Toronto’s rich and diverse cultural heritage is reflected in its buildings, streets and neighborhoods. Its old and new mix in unexpected ways. Metal and glass skyscrapers abut Renaissance Revival beauties, sturdy Victorian churches stand facing large apartment complexes, and older residential structures have been converted into lofts, offices or shopping malls.

The City’s Development

In the mid-nineteenth century, the city expanded from a town of about 50,000 inhabitants to its current size. Its growth was driven by sanitary concerns and to meet growing port trade. A major sewage system was built and streets were illuminated by gas lighting. The construction of long-distance railway lines opened the city to commerce with the North and the West.

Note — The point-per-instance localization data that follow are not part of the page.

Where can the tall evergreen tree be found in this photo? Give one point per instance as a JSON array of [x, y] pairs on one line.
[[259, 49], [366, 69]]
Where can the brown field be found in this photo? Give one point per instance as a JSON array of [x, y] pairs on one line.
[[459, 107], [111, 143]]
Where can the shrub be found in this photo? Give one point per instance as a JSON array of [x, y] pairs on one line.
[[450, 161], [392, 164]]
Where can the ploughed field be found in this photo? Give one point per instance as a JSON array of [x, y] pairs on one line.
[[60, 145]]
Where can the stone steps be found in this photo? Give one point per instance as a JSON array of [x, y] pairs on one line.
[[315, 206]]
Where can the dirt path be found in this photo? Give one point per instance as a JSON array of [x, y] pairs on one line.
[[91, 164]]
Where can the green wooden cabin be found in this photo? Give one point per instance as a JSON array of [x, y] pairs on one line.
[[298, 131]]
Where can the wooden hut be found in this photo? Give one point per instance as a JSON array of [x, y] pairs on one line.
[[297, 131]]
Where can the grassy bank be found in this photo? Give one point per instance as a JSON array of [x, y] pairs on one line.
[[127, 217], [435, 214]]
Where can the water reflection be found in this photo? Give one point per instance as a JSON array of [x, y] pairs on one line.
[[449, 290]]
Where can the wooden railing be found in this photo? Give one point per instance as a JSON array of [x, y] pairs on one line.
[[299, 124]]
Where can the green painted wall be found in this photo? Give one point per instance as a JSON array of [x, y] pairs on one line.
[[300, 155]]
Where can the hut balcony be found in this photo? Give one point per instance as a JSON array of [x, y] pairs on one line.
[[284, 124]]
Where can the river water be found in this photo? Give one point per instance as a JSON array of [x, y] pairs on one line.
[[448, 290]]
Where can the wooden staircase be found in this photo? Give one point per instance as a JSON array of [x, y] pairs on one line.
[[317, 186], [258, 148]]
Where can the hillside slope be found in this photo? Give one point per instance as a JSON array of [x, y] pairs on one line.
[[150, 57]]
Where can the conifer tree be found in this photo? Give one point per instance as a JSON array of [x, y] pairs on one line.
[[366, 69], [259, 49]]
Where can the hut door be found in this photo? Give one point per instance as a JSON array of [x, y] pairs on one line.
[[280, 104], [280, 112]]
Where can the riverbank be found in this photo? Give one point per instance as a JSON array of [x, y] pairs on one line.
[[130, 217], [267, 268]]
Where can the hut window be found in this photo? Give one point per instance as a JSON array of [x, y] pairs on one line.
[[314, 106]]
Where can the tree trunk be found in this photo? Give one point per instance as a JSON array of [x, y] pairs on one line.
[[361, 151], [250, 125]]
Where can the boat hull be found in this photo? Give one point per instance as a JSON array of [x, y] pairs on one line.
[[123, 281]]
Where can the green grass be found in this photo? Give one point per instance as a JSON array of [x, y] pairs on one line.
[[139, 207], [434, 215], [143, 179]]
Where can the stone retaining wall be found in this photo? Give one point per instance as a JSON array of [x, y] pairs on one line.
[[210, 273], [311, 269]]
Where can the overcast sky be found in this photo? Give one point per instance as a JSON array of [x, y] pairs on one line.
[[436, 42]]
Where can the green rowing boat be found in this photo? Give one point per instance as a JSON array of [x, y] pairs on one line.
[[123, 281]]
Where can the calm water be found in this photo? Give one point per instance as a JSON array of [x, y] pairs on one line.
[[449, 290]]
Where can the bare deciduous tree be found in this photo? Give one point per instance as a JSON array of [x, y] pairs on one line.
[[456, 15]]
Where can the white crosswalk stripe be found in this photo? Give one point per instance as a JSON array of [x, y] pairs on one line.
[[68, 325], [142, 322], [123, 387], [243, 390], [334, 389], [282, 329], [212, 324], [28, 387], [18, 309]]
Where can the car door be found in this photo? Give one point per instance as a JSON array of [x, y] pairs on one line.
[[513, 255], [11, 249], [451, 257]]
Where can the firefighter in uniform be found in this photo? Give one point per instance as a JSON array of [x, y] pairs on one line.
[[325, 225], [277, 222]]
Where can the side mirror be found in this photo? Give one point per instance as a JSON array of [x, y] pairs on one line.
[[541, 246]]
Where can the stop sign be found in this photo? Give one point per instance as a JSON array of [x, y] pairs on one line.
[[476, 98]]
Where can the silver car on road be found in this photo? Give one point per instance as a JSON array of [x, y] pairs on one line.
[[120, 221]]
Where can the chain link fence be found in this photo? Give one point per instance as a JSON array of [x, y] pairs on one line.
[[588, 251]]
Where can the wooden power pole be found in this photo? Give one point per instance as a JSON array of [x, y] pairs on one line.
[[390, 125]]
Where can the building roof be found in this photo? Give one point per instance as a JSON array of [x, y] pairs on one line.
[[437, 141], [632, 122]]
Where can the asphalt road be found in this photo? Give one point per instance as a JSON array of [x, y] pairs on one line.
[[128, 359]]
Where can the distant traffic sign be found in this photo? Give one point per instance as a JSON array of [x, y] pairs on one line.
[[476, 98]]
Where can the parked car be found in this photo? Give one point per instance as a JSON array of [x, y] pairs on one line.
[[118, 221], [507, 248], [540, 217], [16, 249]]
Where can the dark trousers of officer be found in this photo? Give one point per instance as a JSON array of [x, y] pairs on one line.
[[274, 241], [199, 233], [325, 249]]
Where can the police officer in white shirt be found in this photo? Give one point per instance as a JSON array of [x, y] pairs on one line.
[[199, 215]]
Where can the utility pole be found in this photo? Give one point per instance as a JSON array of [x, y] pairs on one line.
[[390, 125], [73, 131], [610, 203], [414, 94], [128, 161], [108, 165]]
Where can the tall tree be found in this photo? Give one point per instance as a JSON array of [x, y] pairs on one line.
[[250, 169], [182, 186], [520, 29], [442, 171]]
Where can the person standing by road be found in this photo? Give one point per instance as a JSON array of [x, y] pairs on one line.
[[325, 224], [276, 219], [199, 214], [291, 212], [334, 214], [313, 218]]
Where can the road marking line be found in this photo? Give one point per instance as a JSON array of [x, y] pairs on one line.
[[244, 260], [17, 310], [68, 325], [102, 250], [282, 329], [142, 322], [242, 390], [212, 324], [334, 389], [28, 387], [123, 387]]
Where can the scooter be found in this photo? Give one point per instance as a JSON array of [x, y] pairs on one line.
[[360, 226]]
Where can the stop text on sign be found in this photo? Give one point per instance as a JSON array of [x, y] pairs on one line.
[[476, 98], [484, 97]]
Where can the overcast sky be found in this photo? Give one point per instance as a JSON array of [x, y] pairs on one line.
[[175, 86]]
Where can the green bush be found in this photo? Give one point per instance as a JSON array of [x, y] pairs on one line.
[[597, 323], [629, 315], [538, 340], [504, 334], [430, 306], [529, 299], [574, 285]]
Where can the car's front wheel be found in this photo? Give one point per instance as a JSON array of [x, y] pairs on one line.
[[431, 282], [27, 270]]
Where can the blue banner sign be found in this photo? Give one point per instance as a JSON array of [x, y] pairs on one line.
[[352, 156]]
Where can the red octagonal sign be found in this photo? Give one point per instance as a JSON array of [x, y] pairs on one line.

The First World War enlarged the city’s investment and manufacturing scope. By 1914 it was the second largest metropolitan area in Canada, behind Montreal.

There are many different national and ethnic communities throughout the city, with a thriving Chinatown and similar enclaves for Vietnamese, Italian, Portuguese, Polish and Greek cultures to name just a few. This diverse mix makes Toronto a truly unique place to visit and enjoy all that it has to offer.

The city’s culture is reflected in its cuisine and art as well as the theater and museums. The Royal Ontario Museum is the largest in Canada and it boasts a number of galleries that focus on world culture. There are a variety of film festivals, as well, including the Hot Docs Canadian International Documentary Festival.